Drawing himself to his knees he leaned over the edge of the canoe and commenced to paddle vigorously with his open palm. Though it tired and hurt him he kept assiduously at his self imposed labor for hours. Little by little the drifting canoe moved nearer and nearer the shore. The Hon. Morison could hear a lion roaring directly opposite him and so close that he felt he must be almost to the shore. He drew his rifle closer to his side; but he did not cease to paddle.
After what seemed to the tired man an eternity of time he felt the brush of branches against the canoe and heard the swirl of the water about them. A moment later he reached out and clutched a leafy limb. Again the lion roared—very near it seemed now, and Baynes wondered if the brute could have been following along the shore waiting for him to land.
He tested the strength of the limb to which he clung. It seemed strong enough to support a dozen men. Then he reached down and lifted his rifle from the bottom of the canoe, slipping the sling over his shoulder. Again he tested the branch, and then reaching upward as far as he could for a safe hold he drew himself painfully and slowly upward until his feet swung clear of the canoe, which, released, floated silently from beneath him to be lost forever in the blackness of the dark shadows down stream.

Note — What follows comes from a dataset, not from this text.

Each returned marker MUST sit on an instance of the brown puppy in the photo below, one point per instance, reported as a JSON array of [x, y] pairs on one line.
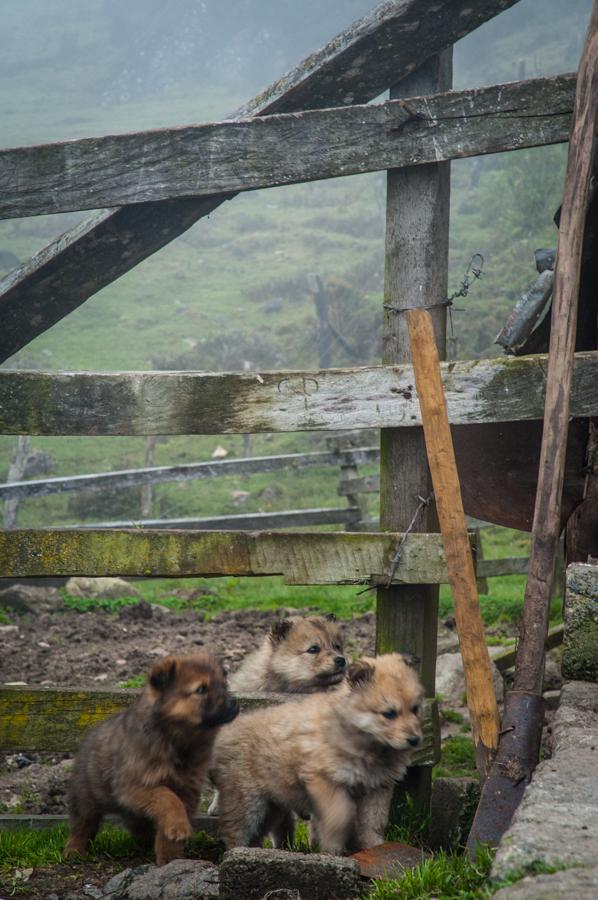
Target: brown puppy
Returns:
[[301, 654], [332, 757], [148, 763]]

He had burned his bridges behind him. He must either climb aloft or drop back into the river; but there had been no other way. He struggled to raise one leg over the limb, but found himself scarce equal to the effort, for he was very weak. For a time he hung there feeling his strength ebbing. He knew that he must gain the branch above at once or it would be too late.
Suddenly the lion roared almost in his ear. Baynes glanced up. He saw two spots of flame a short distance from and above him. The lion was standing on the bank of the river glaring at him, and—waiting for him. Well, thought the Hon. Morison, let him wait. Lions can't climb trees, and if I get into this one I shall be safe enough from him.
The young Englishman's feet hung almost to the surface of the water—closer than he knew, for all was pitch dark below as above him. Presently he heard a slight commotion in the river beneath him and something banged against one of his feet, followed almost instantly by a sound that he felt he could not have mistaken—the click of great jaws snapping together.
"By George!" exclaimed the Hon. Morison, aloud. "The beggar nearly got me," and immediately he struggled again to climb higher and to comparative safety; but with that final effort he knew that it was futile. Hope that had survived persistently until now began to wane. He felt his tired, numbed fingers slipping from their hold—he was dropping back into the river—into the jaws of the frightful death that awaited him there.
And then he heard the leaves above him rustle to the movement of a creature among them. The branch to which he clung bent beneath an added weight—and no light weight, from the way it sagged; but still Baynes clung desperately—he would not give up voluntarily either to the death above or the death below.
He felt a soft, warm pad upon the fingers of one of his hands where they circled the branch to which he clung, and then something reached down out of the blackness above and dragged him up among the branches of the tree.